Demand for drugs to treat diseases of the central nervous system is likely to grow in the future, given the aging population and the expected rise in incidence of conditions such as Alzheimer's disease. CNS drugs have become better tolerated and patient compliance has improved over the last 25 years, but the range of treatments has not expanded greatly, according to Hargreaves.

"There has been an explosion in new neuroscientific methods that should make it easier to find drugs," Bullmore said. "Therapeutics have not yet been revolutionized by the neuroscientific developments of the last 20 years."

Functional MRI is one tool that could help industry take advantage of these developments. Unlike PET, MRI does not involve radiation and is therefore more practical for pharmacological studies, which tend to require repeated scanning. The body of evidence for fMRI in pharmacological studies is small, however; Bullmore reviewed the literature and found only about 50 studies in the field. But trial activity has been growing rapidly (Trends in Pharmacological Sciences 2004;25[7]:366-374), and studies indicate that fMRI could help predict treatment response and identify new compounds for drug development.

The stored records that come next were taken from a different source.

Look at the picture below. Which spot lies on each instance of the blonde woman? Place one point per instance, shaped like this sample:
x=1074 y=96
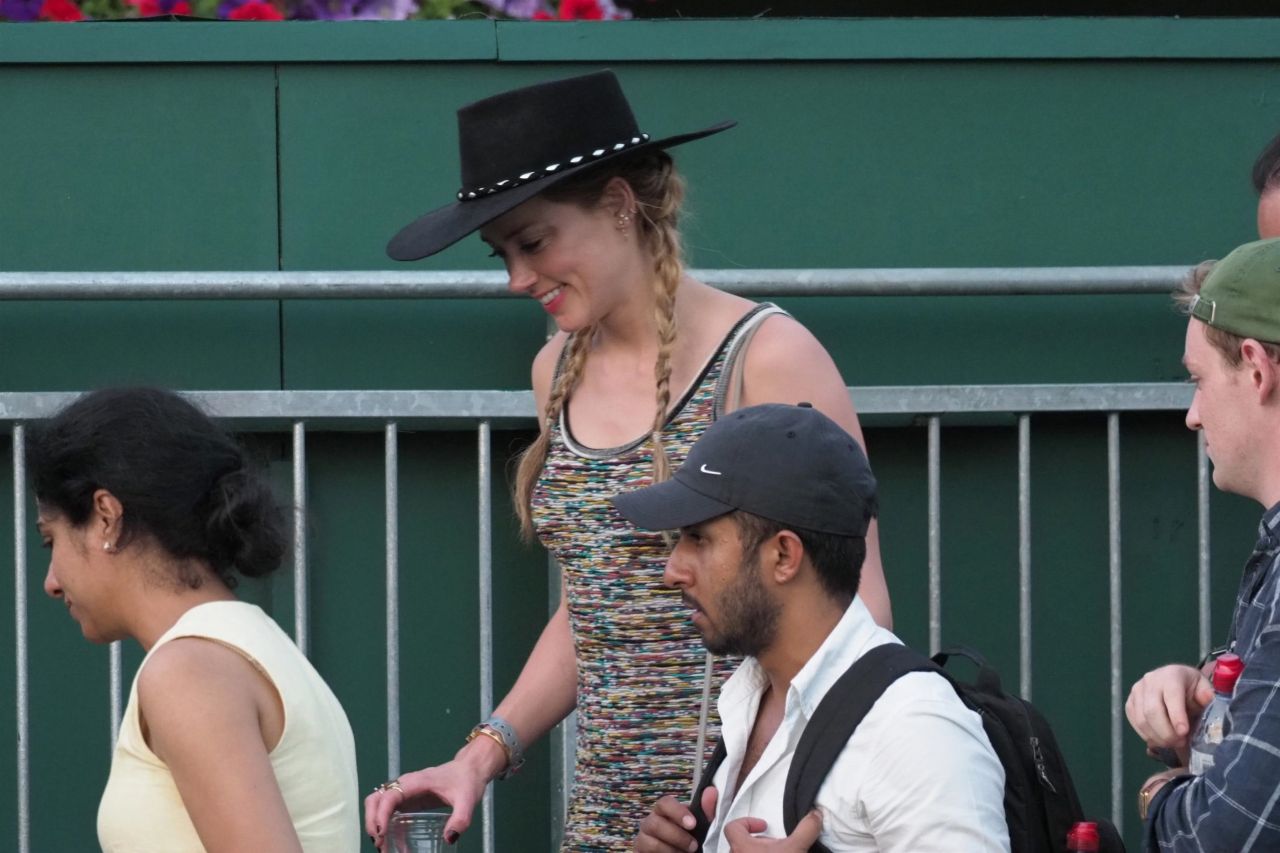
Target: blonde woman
x=583 y=208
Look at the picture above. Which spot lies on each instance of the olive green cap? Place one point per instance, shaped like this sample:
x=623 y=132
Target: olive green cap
x=1242 y=292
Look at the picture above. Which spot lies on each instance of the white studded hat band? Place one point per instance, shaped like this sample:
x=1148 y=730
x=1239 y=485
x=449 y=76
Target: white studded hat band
x=525 y=177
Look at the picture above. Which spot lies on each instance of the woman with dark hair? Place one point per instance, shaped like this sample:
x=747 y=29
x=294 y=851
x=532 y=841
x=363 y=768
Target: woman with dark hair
x=583 y=208
x=231 y=739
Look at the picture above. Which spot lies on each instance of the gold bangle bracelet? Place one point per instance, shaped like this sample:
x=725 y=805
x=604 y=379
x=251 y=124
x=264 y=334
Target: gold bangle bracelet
x=493 y=735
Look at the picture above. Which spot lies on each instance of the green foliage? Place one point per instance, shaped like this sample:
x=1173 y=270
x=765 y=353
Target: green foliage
x=449 y=9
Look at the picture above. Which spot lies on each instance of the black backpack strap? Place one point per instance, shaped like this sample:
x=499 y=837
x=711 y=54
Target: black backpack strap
x=705 y=781
x=835 y=720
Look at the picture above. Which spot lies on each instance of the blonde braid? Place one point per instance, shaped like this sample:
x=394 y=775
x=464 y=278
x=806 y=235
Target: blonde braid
x=658 y=226
x=534 y=457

"You can see different effects on fMRI signals of other drugs-antipsychotics, benzodiazepines-every major class of pyschotropic drugs has been studied with fMRI. All show a change in brain activation," Bullmore said.

In the case of antidepressants, preliminary research is promising. Drug companies would like to see a study of the use of fMRI to chart functional changes in healthy volunteers or people with transient depression and the use of this information to predict therapeutic effects in very sick people.

Drugs currently must be tested in a large number of treatment-naive patients with certifiable severe depression, and as a result, patients are hard to find and trials are expensive and difficult to conduct.

"That would be the holy grail with MRI. It would be incredibly useful, changing the way clinicians manage patients and drug companies manage the drug development process," he said. "The jury is still out on whether functional MRI or any other surrogate marker can do that for a drug company. I think it could, but to be sure of that you would need to run additional experiments. The technique is quite new."